Hizo el piloto mayor en lo excusado de su cámara las abluciones nocturnas, y dejando la puerta que daba al corredor en pabellón se acostó en la alfombra que figuraba, y todos eran agüeros que le salían a favor de su imaginación, una batalla naval de cristianos y moros, y las naves de los del turbante pasaban por ojo las naves de los de casco, y entre la morería había uno que de verdad se le parecía, muy arrogante con la cimitarra levantada. Se oía el ir y el venir de la gente en el patio, el correr del agua en los caños de los pilones, bramar el camello y relinchar el caballo, ladrar lejos un perro, llamar un príncipe por su criado, reír unas mujeres y gritar una vieja que callasen... Poco a poco fue quedando en paz y silencio el caravanserrallo, hasta que sólo se oía el agua, y debió de despertar el ruiseñor en la enramada de cinamomo, y asustado quizá de la mudez del mundo se puso a cantar movido y variado, pero pronto, oyéndose, se serenó, como acostumbra, y entonces cantó medido rondas de amor con estribillos trinados.

—¡Todos somos ruiseñores! —se dijo Sinbad, y adormeció.

Aquella vuelta del camino era el fin de la subida. Desde allí se veían Basora y el mar. Primero había, en la falda del monte, emparrados e higueras, y después comenzaban las huertas, que llegaban hasta la ribera, y corriéndose frente al arenal, estaba la ciudad amurallada. El verde hortelano cesaba al pie de los ladrillos rojos de las murallas, y dentro de estas todo era blanco hasta llegar al mar azul. Se apeó Sinbad de la burra y le explicó a Abdalá lo que se veía desde allí, y que a la derecha estaban las llamadas Bocas, la Vieja primero y la Nueva más hacia lo abierto, y que allí eran los astilleros y las atarazanas del malik, que bien se señalaban por la torre almenada. Los muelles estaban para arriba y para abajo de ambas Bocas. Sacó el anteojo Sinbad, miró y dijo que se veían mástiles.

—¡Mira que si ya estuviese nuestra nave encordada!

Bajaron despacio, que no tenía prisa Sinbad.

—Falta media hora para el cañón serotino, y si apuramos quizá lleguemos antes de que cerrasen todas las puertas, pero mejor es que durmamos hoy fuera, en un bosquecillo de higueras que tenga fuente, y mañana temprano, vestidos de lo mejor, la barba redondeada, bañada la burra, entremos por la Puerta Mayor y la Calle Mediana y nos acercamos a los astilleros, sin prisa, como ricos confiados. Y a los que pregunten por la burra se les dice que yo venía en yegua ruana, pero que le dio un torzón y la dejamos en casa del albéitar, y que la burra no es montura mía, sino obligación de una dieta que traigo, motivada a que las aguas calizas del camino me descomponen.

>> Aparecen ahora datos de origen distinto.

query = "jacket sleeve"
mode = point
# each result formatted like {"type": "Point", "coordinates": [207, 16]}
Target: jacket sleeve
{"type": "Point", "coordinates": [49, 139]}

—¿Y si está la nave, mi Sinbad?

—Alquilamos dos marineros pobres para llevarla a Bolanda.

—Cuando lleguemos allá —dijo Abdalá con una voz cálida y soberbia, desusada en un ciego de pedir como él—, cuando lleguemos allá, tienes que dejarme darle con la mano a Venadita en la espalda y decirle llorando: ¡Ahí tienen el Iadid!

Y Abdalá pasó de la voz de mando a una larga lloriquera con hipadas, que digo yo que sería alegría y no dolor.